Throughout my career, I have been put in several different challenging leadership positions. In my first leadership role, I was the only female store manager out of over 90 stores. I was one female in an environment at that time dominated by men. I was also Director of a HBC store, leading a team of employees with 20-30 years’ experience in the company, among other directors with similar experiences. In both cases, I was actively challenged for either being a woman, or being seen as too young to manage a team of over 100 employees (including 20 employees over 60 yrs. old). In every scenario, I was able to overcome any preconceptions and achieve success in my role.
One can argue that because I was in a position of authority, being their boss, this facilitated my connection with the team and my results. There are certain circumstances where you may find yourself put in a leadership position when you don’t have formal authority, meaning you are not their boss.
Currently in my district manager role, I belong to a region with a total of 6 district managers. What I started to notice is how my influence in the team has grown enormously. During a recent team building exercise, the facilitator asked us if we ever leverage off each other’s strengths. Out of the 4 examples given, 3 of my colleagues gave me as an example of how I either helped make a project easier or helped change their mindset about something. I have been asked several times if I could spend some time with them to share my best practices. In other areas outside of work, I have been volunteered by others to take on a leadership role.
Whichever definition you may have of a leader, none should include a definition that necessitates authority or position. True leadership is not about title, it is about so much more. So how can you be a leader when you don’t have formal authority?
Lead Yourself First
Before you can lead others, you need to be able to lead yourself. This means putting personal development as part of your goals, on an ongoing basis. Read and learn from a variety of sources and on a variety of subjects. Be sure to include subjects on leadership, emotional intelligence, IQ and social networking skills.
Adopt the Mindset of a Consultant
Establishing a mindset of a consultant means that you are the go to person when people need solutions to problems. Your goal should not be to hand out solutions but to lead with questions and guide the person in finding their own solutions.
Be Solution Minded
During difficult or frustrating times, you want to be the person that maintains a positive attitude. Be solution minded, no matter the situation. When someone needs help lifting the cloud of frustration, they will find themselves coming to you more often.
Gain Buy In By Doing Your Homework
If you want to be a person of influence, make sure you understand your audience and their needs. This will help you establish a connection and give you insight on how to inspire action by answering Why. .
Make people want to come to you by making it easy for them. Are you approachable? Are you personable? One of the comments I receive often is how approachable I am and that people feel they could tell me anything. Approachability also means that someone can share their mistakes with you without fear of judgement. If you can gain their trust, you will also win their respect, a huge quality in leadership.

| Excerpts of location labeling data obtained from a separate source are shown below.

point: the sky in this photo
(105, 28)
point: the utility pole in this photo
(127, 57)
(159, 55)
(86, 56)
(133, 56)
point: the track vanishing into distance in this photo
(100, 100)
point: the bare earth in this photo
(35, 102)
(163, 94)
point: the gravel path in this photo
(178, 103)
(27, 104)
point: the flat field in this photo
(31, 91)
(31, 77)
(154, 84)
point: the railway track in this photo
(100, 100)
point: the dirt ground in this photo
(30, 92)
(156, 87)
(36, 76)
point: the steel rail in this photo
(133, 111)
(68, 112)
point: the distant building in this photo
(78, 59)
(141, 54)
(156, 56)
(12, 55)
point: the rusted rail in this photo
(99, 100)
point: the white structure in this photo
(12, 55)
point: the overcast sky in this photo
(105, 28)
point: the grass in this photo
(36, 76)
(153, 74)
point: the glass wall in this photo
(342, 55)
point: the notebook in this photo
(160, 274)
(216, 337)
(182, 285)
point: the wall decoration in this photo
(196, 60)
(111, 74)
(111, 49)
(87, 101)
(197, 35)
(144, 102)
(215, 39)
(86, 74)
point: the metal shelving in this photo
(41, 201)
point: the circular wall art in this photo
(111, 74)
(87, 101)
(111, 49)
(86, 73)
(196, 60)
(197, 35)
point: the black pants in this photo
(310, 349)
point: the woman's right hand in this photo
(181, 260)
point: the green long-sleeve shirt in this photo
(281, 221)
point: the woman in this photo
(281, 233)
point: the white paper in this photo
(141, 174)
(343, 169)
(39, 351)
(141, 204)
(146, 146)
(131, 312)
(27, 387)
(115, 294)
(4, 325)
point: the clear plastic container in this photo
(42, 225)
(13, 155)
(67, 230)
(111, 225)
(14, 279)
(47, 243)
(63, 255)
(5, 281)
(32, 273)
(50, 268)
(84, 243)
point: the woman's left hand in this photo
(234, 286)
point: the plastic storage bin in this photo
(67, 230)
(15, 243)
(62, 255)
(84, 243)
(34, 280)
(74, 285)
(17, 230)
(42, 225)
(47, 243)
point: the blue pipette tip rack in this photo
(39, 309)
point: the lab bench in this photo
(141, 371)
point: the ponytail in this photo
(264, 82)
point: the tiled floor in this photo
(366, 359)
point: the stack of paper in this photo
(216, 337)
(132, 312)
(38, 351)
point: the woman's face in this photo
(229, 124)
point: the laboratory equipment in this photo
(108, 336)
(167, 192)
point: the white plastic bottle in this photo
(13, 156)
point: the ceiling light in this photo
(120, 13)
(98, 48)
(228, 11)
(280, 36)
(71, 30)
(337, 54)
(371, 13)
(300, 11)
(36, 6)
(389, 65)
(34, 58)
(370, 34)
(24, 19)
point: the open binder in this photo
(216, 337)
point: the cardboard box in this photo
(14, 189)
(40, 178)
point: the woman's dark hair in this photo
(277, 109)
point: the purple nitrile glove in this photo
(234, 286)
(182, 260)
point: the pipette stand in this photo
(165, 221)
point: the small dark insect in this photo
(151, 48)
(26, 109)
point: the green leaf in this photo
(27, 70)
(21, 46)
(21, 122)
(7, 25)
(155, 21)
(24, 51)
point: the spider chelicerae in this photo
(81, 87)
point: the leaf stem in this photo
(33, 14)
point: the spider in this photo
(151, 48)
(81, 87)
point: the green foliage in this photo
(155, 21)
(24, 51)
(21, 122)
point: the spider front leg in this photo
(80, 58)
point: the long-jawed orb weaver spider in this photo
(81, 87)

Being humble and open to feedback is part of being approachable as well. If they feel they can share their thoughts with you, they will be open to your insights as well.
Always be Ready
Be available to help and support people when they need you. This will put an enormous positive deposit in your emotional bank account.
“Successful people are always looking for opportunities to help others. Unsuccessful people are always asking, ‘What’s in it for me?’” – Brian Tracy
“Help others achieve their dreams and you will achieve yours.” – Les Brown
What tip do you have to lead when you don’t have the title?